“Clean” Blondies

This recipe is from DAMY. I wasn’t too too impressed but I think there are things that I could have done differently to make this a success. First, I’m not a fan of almond butter but I have a jar of it that I needed to go through. I think if I had used peanut butter (huge fan of that! who isn’t??) these would have been less “blah” to me. Second, about a month ago I slam dunked my blender into the trash can after I got fed up with the piece of junk and I only have a 3 cup food processor so I processed the chic peas alone, which is dry and so they didn’t come out as smooth as I think they would have it I was able to blend everything at the same time. <—wow run on sentence, glad you made it to the end. I will be making these again, hopefully with a new blender or food processor.

Yield: Makes 12 Brownies

Ingredients:

  • 1/2 Cup Pure Pumpkin Puree
  • 1/2 Cup Natural Nut Butter (Almond or Peanut Butter)
  • 1/3 Cup Honey (Agave, Maple or Stevia)
  • 1 Egg
  • 1/4 Cup Egg Whites
  • 1/4 Tsp Salt
  • 1/2 Tsp Baking Soda
  • 1 1/2 Cup Chickpeas
  • 1 Tsp Vanilla Extract
  • 1 1/2 Tbsp (or more – to taste) Cinnamon

 

Directions:

  1. Preheat oven to 350 F.
  2. Place all Blondie ingredients in the food processor and blend until smooth (stopping to scrape down the sides).
  3. Spray an 8×8 baking dish with a healthy, non-stick oil.
  4. Spread blondie batter evenly in dish.
  5. Sprinkle with cinnamon if you want.
  6. Using a knife swirl cinnamon.
  7. Place in the oven and bake for 40 minutes.
  8. Remove from oven and let sit in the baking dish for 10 minutes.
  9. Cut into brownie size pieces.
  10. Place on a cooling rack and enjoy!
  11. Storage tip – Place these brownies in a sealed-tight container and store in the refrigerator.

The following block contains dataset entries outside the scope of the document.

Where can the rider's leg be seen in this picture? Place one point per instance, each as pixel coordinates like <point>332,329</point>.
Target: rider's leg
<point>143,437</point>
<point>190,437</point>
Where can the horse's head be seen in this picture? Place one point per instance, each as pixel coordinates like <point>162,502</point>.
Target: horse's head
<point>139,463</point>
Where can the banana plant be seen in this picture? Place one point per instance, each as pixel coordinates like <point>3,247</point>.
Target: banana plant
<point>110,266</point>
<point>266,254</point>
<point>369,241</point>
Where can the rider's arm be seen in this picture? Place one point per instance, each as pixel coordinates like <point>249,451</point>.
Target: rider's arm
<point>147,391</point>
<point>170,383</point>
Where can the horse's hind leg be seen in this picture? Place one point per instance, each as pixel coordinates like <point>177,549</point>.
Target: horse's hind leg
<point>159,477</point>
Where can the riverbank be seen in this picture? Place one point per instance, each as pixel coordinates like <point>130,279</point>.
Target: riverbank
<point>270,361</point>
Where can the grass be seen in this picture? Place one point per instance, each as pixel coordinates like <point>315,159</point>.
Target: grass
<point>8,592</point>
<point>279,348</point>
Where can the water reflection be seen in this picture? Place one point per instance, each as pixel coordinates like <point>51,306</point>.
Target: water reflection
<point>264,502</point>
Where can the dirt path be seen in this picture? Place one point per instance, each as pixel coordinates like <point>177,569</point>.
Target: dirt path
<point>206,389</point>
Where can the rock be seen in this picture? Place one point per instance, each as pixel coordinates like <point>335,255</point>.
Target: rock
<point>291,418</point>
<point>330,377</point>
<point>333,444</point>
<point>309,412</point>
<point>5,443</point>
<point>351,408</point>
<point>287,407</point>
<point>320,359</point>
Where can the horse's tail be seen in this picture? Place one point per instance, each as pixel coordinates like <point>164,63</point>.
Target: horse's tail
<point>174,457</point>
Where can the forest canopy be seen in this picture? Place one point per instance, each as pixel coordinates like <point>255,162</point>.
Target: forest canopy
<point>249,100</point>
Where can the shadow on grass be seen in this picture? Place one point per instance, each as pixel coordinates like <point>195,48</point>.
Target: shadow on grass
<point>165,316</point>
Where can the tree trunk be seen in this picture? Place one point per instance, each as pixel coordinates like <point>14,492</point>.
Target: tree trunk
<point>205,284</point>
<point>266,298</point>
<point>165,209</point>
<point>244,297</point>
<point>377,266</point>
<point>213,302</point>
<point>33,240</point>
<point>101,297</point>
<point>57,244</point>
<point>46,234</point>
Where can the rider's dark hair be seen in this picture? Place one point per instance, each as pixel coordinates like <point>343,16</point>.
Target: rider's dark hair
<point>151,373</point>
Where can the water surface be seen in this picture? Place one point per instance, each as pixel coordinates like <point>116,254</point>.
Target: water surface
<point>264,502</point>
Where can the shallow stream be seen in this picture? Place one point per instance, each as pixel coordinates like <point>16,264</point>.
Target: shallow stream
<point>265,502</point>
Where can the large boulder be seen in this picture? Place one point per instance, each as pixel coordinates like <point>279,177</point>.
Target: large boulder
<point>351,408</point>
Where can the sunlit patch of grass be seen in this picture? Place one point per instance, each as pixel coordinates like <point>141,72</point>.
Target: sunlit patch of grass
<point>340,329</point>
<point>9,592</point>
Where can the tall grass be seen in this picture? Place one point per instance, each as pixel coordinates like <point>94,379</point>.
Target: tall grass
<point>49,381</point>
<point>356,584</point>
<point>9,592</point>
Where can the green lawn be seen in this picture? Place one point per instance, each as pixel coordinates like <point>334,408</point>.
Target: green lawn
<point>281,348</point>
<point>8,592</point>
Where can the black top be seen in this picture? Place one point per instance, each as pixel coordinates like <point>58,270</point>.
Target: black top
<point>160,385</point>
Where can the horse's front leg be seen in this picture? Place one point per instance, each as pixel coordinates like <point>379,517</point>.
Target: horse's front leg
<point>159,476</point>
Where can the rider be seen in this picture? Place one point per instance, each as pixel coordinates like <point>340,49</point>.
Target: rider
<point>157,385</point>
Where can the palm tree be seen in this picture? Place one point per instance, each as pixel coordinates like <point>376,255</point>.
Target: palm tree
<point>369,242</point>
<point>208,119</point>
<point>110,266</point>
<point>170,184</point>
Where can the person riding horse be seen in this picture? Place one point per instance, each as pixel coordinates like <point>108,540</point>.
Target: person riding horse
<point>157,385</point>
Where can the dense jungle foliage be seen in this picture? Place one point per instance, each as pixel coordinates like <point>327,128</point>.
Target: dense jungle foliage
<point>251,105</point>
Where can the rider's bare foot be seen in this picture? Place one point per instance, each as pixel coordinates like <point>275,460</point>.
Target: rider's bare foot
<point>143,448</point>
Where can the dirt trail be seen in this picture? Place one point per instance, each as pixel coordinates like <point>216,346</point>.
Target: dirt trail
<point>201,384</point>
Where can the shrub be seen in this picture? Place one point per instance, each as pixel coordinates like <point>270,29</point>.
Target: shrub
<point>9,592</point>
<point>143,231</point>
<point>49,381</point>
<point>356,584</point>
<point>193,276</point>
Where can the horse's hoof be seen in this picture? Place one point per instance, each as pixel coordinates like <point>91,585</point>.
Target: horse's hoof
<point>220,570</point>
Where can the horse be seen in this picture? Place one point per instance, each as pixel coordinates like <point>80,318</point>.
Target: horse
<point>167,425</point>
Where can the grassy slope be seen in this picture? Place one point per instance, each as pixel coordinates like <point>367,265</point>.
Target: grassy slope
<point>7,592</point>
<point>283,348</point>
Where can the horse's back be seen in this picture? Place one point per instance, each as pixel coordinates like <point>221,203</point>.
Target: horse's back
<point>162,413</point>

In the photo, I topped it with 1 tsp of sugar free caramel topping but I also plan on eating them with some chocolate PB2 and some natural peanut butter since they were a little “blah” for me liking.

Nutritional Info (1 square):

Calories: 138

Fat: 6.5 g

Carbs: 16 g

Protein: 5.8

 

If you add the caramel topping (1 tsp) add another 45 calories.